Certamente il termine beatus è impiegato comunemente per tutti i santi. Ma la nostra affermazione – riportata qui di seguito alla lettera: “Let us note that in the whole Liber Pontificalis, the expression ‘Beato Petro’ is only used to indicate St. Peter the Apostle, the first pope” – evidenzia come nel Liber Pontificalis il “Beato Petro” è riferito solo all’apostolo. Sembrerebbe un dato insignificante. Ma nel Liber Pontificalis (pag. 65 di Mommsen, T. Gestorum Pontificum Romanorum, Libri Pontificalis, Pars Prior; Berolini-Apud Weidmannos: Berlin, Germany, 1898; Volume 1), quando si chiarisce a chi sia dedicata la basilica sorta nell’area cimiteriale “ad duas lauros” sono riportate due versioni, l’una affianco all’altra, in due colonne differenti:

  • Basilicam beatis martyribus Marcellino presbítero et Petro exorcistae, con chiaro riferimento ai mártiri del periodo dioclezianeo;
  • Basilicam via Lavicana inter duos lauros beato Petro et Marcellino martyribus, associando l’appellativo di beato non a tutt’e due i martiri ma solo a Pietro, come a voler enfatizzare il primato del primo, in termini di importanza, sul secondo. È questo che permette di dedurre che i manoscritti più antichi si riferissero all’apostolo Pietro, morto martire con Marcellino, su cui si è sovrapposta una tradizione più tardiva dei due martiri del IV secolo.

 

Però papa Damaso aveva scritto addirittura un carme per i due martiri del IV secolo…

Non ci interessa più di tanto quello che Damaso dice dei martiri del IV secolo Pietro e Marcellino, ma quello che dice degli Apostoli Pietro e Paolo, in un famoso epigramma (ED 20), che è stato collegato alla loro sepoltura in catacumbas. Ivi, sulla Via Appia, restava il culto dei fedeli, ma i corpi non erano più là. E si comprende che il prudente papa Damaso non poteva parlare chiaramente della sepoltura dell’apostolo Pietro, in quanto i nemici della Chiesa erano ancora molti. Ai pericoli andavano aggiunte le pretese dell’imperatore Teodosio che sembra avesse chiesto i corpi per portarli a Costantinopoli, la “nuova Roma”, mentre Damaso rivendicava Pietro e Paolo quali cittadini di Roma. Queste testimonianze sostengono l’ipotesi della ripetuta traslazione delle reliquie in luoghi diversi e nascosti.

 

Fiocchi Nicolai afferma: “Quanto all’iscrizione, essa può essere considerata l’epitaffio di un omonimo dell’apostolo (il cognomen Petrus è molto diffuso), morto, accidentalmente, il medesimo giorno della festa dei santi Pietro e Paolo”.

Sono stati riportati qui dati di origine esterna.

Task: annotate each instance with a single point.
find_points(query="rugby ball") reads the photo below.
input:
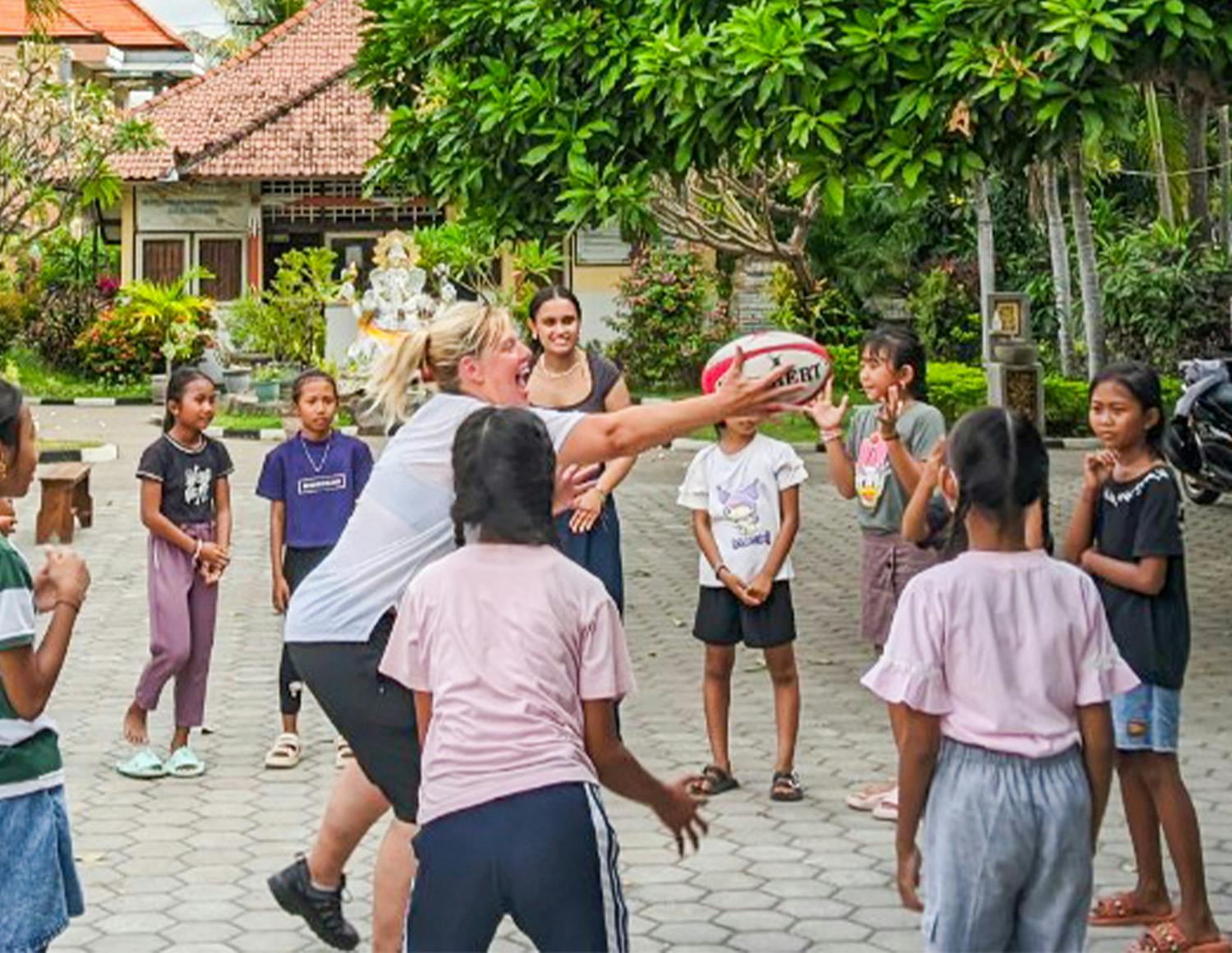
(764, 350)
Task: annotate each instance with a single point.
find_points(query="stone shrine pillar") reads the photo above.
(1015, 376)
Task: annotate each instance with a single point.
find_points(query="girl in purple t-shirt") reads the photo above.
(312, 482)
(517, 657)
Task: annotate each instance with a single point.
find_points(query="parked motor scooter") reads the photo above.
(1199, 443)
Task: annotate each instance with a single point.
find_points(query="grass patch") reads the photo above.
(39, 379)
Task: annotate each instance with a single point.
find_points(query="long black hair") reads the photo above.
(504, 475)
(10, 413)
(1143, 384)
(1000, 463)
(902, 349)
(177, 386)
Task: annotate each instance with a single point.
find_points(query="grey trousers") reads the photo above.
(1007, 852)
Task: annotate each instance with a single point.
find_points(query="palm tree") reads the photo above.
(1088, 266)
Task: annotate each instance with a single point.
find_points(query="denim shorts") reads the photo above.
(1147, 718)
(41, 888)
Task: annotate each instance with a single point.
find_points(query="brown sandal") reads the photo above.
(1120, 911)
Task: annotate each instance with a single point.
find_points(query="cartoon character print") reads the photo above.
(741, 509)
(196, 485)
(871, 470)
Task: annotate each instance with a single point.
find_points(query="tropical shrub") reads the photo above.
(287, 320)
(668, 320)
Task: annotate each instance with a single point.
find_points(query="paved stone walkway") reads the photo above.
(182, 864)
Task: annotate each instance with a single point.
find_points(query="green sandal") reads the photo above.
(143, 766)
(185, 763)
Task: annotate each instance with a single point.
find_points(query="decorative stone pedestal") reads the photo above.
(1015, 376)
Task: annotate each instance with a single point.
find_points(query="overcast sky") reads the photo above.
(187, 15)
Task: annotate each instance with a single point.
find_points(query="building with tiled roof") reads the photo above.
(263, 153)
(113, 42)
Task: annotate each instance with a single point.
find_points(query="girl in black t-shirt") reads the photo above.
(186, 507)
(1126, 533)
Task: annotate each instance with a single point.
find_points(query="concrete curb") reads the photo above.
(103, 453)
(86, 401)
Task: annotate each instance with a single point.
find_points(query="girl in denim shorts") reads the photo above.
(39, 884)
(1126, 532)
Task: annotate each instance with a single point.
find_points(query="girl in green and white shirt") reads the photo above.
(41, 889)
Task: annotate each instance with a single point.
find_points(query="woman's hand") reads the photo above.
(1096, 470)
(825, 414)
(586, 509)
(571, 484)
(281, 595)
(678, 810)
(909, 878)
(759, 590)
(64, 578)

Sono ipotesi di lavoro che abbiamo citato nel nostro studio. Esse si basano su una serie di coincidenze curiose: un certo Pietro, morto proprio il 29 Giugno, cui viene dato l’appellativo di dominus, fa incidere una lapide che viene ritrovata proprio nella regione della catacomba dov’è il cubicolo n. 58, quello con l’affresco dedicato all’apostolo Pietro, in un’area cimiteriale di 3 ettari… sembra proprio un volersi arrampicare sui vetri. L’ipotesi alternativa, da noi proposta, è che si tratta proprio di una lapide commemorativa della deposizione dell’apostolo Pietro, come il quadro dei dati sin qui discussi sembra indicare.

 

Vi contestano anche per aver scritto che l’attuale basilica di San Pietro non è costantiniana…

La storiografia contemporanea – si veda il saggio di Alessandro Barbero citato nel nostro articolo – è propensa a considerare la Basilica di San Pietro come un’opera non attribuibile a Costantino, ma ad uno dei suoi figli. Fu costruita verosimilmente sul Colle Vaticano perché quello sarebbe il luogo del martirio dell’apostolo Pietro… Se la Basilica l’avesse fatta costruire proprio Costantino, perché Eusebio e altri storici cristiani del IV secolo non ne parlano, pur ricordando le sue opere a Costantinopoli? Avrebbero dimenticato l’opera più importante fatta edificare da lui?